Com tantas divergências entre o próprio mercado, a equipe de análise diz ter recebido muitas perguntas de se a Usiminas é uma nova Klabin (KLBN3). No acumulado do ano, as ações da empresa de papel e celulose disparam 83,8%, enquanto as preferenciais da Usiminas sobem 18,3% e as ordinárias caem 24,3%. Apesar de algumas semelhanças entre as duas, eles dizem que a resposta é não.

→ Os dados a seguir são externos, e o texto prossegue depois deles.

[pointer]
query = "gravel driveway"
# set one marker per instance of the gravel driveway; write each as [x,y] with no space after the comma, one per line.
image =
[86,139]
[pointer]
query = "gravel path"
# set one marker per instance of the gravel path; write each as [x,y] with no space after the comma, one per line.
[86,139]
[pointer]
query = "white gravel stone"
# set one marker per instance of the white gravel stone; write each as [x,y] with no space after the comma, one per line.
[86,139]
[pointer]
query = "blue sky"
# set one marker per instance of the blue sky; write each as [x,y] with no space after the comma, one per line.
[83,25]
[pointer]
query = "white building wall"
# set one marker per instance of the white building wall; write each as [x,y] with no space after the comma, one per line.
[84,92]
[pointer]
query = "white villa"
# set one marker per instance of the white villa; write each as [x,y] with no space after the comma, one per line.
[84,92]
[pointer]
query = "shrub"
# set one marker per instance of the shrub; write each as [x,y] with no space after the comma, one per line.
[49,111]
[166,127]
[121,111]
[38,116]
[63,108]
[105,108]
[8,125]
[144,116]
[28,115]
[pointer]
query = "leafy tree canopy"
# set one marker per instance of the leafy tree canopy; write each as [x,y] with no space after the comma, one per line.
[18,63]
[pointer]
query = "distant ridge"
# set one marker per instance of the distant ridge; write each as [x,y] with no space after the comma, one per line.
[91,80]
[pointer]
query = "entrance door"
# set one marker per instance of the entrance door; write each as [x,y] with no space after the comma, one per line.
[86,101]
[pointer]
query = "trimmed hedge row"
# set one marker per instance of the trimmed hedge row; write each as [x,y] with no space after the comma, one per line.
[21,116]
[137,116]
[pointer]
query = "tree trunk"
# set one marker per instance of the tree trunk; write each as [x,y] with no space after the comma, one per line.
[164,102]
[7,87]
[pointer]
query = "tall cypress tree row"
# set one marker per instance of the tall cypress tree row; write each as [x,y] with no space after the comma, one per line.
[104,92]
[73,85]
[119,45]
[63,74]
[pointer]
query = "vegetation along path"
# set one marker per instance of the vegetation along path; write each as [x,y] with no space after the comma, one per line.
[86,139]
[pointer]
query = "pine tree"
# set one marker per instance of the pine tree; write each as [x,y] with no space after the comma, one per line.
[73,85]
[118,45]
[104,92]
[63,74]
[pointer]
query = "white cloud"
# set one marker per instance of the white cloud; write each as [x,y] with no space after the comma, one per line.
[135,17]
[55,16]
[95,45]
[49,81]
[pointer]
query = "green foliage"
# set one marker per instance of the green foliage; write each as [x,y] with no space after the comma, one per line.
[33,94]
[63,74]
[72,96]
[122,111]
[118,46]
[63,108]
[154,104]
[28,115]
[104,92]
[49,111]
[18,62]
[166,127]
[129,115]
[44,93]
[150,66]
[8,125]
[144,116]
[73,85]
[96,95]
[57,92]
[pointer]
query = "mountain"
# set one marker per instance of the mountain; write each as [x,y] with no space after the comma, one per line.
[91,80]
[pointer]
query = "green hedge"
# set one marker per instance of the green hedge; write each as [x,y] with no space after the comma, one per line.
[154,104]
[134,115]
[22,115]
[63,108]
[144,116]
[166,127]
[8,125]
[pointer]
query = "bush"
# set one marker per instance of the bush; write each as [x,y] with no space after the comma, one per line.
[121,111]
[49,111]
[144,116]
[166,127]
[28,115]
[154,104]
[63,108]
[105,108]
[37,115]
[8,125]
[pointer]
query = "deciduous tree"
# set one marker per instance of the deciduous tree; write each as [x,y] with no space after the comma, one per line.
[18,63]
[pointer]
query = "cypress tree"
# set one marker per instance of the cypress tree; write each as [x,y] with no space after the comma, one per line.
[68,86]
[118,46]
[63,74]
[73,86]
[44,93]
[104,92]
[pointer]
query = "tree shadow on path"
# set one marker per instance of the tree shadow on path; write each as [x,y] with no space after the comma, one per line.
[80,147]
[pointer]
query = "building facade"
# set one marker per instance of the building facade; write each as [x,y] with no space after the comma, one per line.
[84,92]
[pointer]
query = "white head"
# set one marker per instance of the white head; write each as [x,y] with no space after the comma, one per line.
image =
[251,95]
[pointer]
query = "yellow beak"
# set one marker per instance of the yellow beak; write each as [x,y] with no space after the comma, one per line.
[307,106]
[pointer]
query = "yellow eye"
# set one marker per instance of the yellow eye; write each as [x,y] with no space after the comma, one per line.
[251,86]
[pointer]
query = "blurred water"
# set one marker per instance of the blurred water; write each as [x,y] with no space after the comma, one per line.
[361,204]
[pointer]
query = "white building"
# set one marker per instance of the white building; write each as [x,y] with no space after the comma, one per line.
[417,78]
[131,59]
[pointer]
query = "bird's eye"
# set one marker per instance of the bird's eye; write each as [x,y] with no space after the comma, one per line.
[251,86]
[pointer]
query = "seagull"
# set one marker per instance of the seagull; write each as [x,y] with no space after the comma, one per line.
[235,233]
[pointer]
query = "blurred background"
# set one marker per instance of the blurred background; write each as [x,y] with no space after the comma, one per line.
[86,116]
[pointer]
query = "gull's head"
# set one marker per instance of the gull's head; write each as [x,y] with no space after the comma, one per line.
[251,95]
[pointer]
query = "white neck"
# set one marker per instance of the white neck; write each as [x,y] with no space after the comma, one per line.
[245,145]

Entre as principais diferenças, a Klabin possui uma estrutura de custos melhor, por ser uma companhia integrada; ela tem poder para colocar os preços em seus produtos, enquanto a Usiminas é dependente dos preços internacionais; enfrenta uma competição doméstica não-predatória, contra uma forte concorrência de CSN (CSNA3) e Arcelor Mittal para a siderúrgica; e, por último, a Usiminas enfrenta uma ameaça das importações, diferente da Klabin, já que as importações de celulose são limitadas.

Toda essa diferença se resume nos números trimestrais das empresas. Nos três trimestres posteriores a entrada de uma nova equipe na diretoria a Klabin mostrou um crescimento de 20% no Ebitda (geração operacional de caixa). Já a Usiminas revelou uma queda de 31%.